Bundan sonra "boranının yuvalağı"nın (köftesinin) yapımına geçilir. Bunun için de; bir tepsiye üç su bardağı köftelik bulgur, isot, tuz, kara biber, tarçın, döğülmüş kara et konularak az su ile yavaş yavaş yoğrulur. Köfte kıvamına gelince (kavrulurken dağılmaması için) un eklenip yoğurmaya devam edilir. Yoğrulan köfte bir tarafa alınır. Nohut büyüklüğünde parçalar alınarak avuç arasında yuvarlanır. Bir tavaya sıvı yağ konur, yuvalaklar pembeleşinceye kadar kızartılır. Sarmısak az tuz ile döğülüp yoğurda eklenir. Birinci aşamada hazırlanan nohutlu ve pencerli yemekten tabaklara bir miktar alınır, üzerlerine kızarmış yuvalaklar konularak sarmısaklı yoğurt dökülür ve servis yapılır.
Toplumsal değişme süreci içerisinde, Urfa mutfağının geleneksel türlerinin kaybolmadan yaşatılmasını sağlamak amacıyla tanıtılmaları gerekmektedir. Türler tek tek ele alınıp incelendiği taktirde yörenin yemeklerinin lezzetlerinin güzelliği yanında, besleyici özellikleri ve sağlık açısından değeri de ortaya çıkmış olacaktır.
PATLICANLI KEBAP
4 kişilik malzeme: 1 kg az yağlı kıyma et, 3 kg uzun doğranmaya müsait patlıcan, şiş ve bir miktar kömür.
Yapılışı: Genişçe bir manğalda odun kömürü yakılır. Kıyma ete tüz katılır ve biraz yoğrulur.Patlıcanlar üçe ya da dörde bölünür. Bu işte özel olarak yapılmış şişe, sırasıyla biber patlıcan ve et sıkıca saplanır ve ateşte yeteri kadar pişirilir. Pişirilen kebap bir kaba çekilerek üzerine çok az miktarda su tanelenir ve üzeri kapatılır. Biraz bekledikten sonra servis yapılır.
LEBENİ ÇORBASI
4 kişilik malzeme: Yarım kilo dögme, 2 kg yoğurt ve 250 gr. nohut.
Yapılışı: Dövme bir tencereye konur, üzerine bir miktarda su konarak kaynalıtılr ve suyunu çekmesi beklenir. Başka bir kabta ıslatılan nohut dövmeye katılır ve kaynatılır. Kaynayan dövme ve nohut karışımı üzerine yavaş yavaş yoğurt dökülür.
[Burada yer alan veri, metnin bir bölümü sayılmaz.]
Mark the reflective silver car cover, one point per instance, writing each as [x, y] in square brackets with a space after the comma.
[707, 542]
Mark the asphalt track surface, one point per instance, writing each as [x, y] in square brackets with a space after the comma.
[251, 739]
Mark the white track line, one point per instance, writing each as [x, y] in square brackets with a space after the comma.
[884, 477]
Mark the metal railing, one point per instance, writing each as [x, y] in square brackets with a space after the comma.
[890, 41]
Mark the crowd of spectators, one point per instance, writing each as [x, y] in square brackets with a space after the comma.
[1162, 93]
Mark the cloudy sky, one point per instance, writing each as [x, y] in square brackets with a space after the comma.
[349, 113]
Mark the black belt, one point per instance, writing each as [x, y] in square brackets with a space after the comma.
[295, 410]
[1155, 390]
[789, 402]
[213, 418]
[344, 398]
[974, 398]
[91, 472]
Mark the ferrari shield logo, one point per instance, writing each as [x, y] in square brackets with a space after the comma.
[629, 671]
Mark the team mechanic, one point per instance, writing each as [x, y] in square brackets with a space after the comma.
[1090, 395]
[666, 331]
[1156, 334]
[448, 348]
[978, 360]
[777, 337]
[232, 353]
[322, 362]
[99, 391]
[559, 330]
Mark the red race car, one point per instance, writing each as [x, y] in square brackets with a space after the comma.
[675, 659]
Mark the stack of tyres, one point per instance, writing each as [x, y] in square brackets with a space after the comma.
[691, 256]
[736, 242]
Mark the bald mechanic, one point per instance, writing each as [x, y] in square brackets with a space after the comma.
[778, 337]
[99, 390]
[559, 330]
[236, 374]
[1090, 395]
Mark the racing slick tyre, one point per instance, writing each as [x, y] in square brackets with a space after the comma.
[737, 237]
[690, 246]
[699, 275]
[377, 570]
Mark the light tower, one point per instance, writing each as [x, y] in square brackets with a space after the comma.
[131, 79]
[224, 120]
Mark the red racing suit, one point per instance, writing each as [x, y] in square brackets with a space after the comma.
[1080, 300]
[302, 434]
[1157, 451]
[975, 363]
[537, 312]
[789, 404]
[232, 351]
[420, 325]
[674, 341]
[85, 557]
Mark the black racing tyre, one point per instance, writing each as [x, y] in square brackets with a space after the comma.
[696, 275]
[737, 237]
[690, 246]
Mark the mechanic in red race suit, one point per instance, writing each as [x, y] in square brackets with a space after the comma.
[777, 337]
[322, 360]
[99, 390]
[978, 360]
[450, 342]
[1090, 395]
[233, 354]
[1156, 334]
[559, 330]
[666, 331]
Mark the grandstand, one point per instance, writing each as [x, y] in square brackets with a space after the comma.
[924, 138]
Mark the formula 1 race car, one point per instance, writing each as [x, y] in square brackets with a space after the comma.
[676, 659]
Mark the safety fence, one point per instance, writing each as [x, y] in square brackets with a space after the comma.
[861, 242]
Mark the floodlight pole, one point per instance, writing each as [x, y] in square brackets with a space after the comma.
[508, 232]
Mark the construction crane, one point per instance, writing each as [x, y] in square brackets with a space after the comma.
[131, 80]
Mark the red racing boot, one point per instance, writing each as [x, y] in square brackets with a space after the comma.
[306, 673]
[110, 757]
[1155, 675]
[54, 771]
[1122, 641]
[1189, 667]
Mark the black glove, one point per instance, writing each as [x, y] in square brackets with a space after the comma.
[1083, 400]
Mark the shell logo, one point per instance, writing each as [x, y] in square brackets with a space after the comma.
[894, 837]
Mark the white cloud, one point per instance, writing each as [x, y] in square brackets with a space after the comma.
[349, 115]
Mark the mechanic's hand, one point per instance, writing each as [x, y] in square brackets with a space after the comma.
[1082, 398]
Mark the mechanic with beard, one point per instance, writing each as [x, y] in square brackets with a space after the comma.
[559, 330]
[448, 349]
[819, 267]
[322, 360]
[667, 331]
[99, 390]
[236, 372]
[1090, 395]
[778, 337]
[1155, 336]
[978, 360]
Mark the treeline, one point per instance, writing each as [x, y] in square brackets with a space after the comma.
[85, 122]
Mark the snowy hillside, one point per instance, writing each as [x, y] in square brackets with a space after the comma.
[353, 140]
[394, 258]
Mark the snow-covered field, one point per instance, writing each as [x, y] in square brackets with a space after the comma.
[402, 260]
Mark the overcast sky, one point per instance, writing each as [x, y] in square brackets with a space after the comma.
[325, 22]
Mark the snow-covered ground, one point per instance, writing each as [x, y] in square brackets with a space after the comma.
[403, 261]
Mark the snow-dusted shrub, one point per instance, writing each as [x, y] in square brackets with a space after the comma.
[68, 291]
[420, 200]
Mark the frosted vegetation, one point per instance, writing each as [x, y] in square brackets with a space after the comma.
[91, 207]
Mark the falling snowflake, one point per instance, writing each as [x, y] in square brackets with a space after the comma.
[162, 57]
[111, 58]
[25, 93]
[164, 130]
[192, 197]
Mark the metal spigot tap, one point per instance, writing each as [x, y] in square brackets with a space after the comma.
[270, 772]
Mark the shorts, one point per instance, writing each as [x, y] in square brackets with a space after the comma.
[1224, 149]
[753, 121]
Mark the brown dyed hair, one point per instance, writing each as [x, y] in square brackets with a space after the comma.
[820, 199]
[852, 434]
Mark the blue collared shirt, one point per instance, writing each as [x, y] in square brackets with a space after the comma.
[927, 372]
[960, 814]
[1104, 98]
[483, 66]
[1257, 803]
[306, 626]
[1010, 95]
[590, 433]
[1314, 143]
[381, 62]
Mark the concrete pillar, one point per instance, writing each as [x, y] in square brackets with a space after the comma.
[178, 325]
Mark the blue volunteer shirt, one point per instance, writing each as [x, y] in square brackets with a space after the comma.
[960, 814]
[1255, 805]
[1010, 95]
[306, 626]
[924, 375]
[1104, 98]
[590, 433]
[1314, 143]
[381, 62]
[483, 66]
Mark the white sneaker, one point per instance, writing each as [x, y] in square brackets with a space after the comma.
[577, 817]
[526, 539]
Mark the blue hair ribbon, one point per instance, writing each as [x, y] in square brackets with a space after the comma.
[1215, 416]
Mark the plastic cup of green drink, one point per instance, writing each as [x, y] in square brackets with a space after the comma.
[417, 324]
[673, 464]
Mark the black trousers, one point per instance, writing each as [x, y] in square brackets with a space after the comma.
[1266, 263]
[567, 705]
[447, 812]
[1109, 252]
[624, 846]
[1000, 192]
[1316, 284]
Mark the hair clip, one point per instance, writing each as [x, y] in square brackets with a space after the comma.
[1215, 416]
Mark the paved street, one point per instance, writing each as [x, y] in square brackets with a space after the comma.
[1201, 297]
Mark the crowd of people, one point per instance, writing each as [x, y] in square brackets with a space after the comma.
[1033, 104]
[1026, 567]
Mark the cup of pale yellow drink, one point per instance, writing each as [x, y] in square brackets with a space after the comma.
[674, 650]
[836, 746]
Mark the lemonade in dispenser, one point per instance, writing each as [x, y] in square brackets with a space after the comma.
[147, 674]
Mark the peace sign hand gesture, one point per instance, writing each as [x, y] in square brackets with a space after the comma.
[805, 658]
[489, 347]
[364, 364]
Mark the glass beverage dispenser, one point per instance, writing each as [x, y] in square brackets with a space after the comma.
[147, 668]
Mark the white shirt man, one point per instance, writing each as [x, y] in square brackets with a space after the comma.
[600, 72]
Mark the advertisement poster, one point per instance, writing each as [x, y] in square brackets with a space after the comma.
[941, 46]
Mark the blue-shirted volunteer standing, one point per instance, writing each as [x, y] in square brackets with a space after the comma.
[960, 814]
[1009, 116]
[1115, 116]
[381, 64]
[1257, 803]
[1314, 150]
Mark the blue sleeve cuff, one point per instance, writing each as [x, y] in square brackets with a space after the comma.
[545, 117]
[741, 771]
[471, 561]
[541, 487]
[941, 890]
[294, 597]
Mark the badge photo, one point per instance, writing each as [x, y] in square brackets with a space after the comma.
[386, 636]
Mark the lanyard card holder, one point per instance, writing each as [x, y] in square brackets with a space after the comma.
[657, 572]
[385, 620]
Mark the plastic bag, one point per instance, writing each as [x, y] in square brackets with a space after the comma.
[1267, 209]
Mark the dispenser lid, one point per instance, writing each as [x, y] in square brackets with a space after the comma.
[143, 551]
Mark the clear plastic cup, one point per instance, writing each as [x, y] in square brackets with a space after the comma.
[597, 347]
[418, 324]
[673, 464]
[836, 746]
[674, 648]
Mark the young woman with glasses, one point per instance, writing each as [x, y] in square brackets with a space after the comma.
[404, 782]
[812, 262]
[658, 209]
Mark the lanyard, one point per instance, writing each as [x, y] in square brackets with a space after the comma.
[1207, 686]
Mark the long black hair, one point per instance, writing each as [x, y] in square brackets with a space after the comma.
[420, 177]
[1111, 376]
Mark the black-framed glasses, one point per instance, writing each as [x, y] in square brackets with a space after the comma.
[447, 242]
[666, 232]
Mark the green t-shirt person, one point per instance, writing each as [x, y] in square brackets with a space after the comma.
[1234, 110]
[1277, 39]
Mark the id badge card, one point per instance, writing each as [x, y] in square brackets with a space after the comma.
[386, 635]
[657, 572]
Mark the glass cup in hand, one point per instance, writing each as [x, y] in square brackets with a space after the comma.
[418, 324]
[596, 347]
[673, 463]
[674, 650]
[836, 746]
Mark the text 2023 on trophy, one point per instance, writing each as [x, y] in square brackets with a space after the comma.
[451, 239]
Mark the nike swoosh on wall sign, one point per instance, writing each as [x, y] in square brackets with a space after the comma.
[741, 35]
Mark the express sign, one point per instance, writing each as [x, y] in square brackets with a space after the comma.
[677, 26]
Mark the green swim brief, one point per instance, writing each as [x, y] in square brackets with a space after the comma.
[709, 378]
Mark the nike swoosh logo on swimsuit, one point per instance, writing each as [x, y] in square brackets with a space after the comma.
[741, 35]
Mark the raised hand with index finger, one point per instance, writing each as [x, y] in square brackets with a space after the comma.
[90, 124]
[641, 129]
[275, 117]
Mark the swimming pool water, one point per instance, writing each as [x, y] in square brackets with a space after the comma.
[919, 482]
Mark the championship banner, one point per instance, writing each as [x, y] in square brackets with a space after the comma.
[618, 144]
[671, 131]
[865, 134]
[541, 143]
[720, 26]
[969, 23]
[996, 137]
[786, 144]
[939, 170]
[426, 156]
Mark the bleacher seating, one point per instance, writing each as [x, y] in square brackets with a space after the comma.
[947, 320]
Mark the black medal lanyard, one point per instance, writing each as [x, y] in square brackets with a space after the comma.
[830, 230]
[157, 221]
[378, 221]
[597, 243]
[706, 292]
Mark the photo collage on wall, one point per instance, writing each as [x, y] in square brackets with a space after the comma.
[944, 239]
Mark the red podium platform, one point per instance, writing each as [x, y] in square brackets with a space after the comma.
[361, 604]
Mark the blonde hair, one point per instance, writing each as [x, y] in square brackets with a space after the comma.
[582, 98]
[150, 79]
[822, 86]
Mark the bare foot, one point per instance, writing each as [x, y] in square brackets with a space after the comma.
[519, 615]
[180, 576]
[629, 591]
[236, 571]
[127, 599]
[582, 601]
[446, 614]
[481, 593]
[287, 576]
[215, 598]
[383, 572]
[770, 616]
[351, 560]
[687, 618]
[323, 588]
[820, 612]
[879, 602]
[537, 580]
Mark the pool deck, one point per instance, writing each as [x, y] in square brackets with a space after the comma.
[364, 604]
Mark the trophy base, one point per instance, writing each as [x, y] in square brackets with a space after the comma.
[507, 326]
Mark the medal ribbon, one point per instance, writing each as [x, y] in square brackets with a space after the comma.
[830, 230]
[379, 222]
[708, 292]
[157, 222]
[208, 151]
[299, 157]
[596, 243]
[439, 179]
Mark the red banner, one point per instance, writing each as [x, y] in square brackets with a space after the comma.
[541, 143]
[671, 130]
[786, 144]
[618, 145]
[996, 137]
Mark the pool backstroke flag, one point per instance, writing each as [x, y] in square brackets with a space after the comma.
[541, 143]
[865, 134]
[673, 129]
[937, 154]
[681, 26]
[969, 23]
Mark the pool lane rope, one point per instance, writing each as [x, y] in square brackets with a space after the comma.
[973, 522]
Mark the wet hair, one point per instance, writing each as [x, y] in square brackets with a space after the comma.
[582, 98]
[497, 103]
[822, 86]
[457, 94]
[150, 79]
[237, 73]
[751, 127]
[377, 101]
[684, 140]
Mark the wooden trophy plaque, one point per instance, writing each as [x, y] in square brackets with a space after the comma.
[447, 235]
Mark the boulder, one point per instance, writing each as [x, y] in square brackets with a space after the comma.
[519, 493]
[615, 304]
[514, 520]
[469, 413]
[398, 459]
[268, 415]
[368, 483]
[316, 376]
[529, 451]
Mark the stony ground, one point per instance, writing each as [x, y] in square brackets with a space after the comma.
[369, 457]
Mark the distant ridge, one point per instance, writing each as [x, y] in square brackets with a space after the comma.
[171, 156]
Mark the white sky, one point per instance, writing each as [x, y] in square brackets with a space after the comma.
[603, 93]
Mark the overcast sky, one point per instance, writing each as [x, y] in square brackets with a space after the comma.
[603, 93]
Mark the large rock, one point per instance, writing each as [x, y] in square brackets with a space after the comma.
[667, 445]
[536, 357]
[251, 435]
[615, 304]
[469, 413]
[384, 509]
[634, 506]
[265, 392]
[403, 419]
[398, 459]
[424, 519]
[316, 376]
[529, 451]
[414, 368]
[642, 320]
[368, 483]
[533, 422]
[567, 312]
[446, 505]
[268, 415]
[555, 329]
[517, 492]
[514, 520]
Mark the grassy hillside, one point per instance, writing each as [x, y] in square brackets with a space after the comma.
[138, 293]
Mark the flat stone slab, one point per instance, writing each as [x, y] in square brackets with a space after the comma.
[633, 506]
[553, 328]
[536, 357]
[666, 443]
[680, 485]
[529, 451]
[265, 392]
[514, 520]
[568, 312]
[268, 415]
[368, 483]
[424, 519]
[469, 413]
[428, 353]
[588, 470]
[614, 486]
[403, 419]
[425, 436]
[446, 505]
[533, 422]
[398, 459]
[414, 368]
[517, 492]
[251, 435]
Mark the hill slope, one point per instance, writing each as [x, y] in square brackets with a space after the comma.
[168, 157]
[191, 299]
Pişince tabaklara konur ve biraz bekletildikten sonra servis yapılır.
BOSTANA (SALATA)
4 kişilik malzeme: 4 Domates, 2 Yeşilbiber, az miktarda kuru biber, 4-5 yeşil soğan, 1/2 demet Maydanoz, 100 gram Pirpirim (semizotu), 4-5 yaprak taze nane, 1 bardak nar pekmezi.
Yapılışı: Sebzeler yıkanır, iyice ayıklanır, soğanların kabuğu soyulur. Daha sonra bütün sebzeler çok ince doğranır. Tuz atıldıktan sonra ezilerek karıştırılır, üzerine nar pekmezi, az miktar da da su eklenerek karıştırılır ve servis yapılır. Domatesin tadı az ise bir miktar salça da konulabilir.